Browser smoke was not run because the changed behavior is backend authorization, role maps, panel contract checks, and Filament/Livewire action enforcement proven by Feature/Livewire tests. No frontend assets, layouts, forms, or navigation redesign were introduced.
### Filament / Runtime Compliance
- Filament v5 remains on Livewire v4.1.4.
- Panel providers remain registered through `apps/platform/bootstrap/providers.php`.
- New/changed resources are not introduced; existing touched resources keep their current global-search posture.

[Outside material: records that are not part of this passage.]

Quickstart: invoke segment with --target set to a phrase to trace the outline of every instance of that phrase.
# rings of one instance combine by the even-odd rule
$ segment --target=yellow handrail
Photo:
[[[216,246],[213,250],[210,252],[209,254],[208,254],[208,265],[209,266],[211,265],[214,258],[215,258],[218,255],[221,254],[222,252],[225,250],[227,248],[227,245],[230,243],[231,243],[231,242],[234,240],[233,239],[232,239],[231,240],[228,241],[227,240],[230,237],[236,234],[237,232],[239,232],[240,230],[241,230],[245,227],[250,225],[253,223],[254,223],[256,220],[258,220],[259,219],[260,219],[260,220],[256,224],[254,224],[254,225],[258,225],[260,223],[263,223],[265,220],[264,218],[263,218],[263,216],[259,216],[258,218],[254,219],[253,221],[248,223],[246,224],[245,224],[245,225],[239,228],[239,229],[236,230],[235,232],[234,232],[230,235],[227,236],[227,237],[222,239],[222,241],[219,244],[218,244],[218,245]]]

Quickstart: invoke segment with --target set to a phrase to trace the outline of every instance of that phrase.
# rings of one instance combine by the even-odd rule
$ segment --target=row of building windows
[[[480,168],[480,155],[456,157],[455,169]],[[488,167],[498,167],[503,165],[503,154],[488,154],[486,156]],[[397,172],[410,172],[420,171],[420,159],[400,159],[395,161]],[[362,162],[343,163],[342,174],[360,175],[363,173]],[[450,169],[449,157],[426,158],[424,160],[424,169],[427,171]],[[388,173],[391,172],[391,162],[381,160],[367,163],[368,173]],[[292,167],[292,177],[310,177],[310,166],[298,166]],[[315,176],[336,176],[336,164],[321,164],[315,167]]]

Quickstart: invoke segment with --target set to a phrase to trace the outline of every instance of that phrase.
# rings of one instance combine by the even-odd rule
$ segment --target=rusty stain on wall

- No destructive action implementation changed. Existing workspace membership destructive removal still uses an execution action with confirmation and the server-side workspace capability guard.
- No assets were added or changed; no `filament:assets` deploy impact.
- No new RBAC model, role, table, migration, capability alias, public permission framework, or UI redesign was introduced.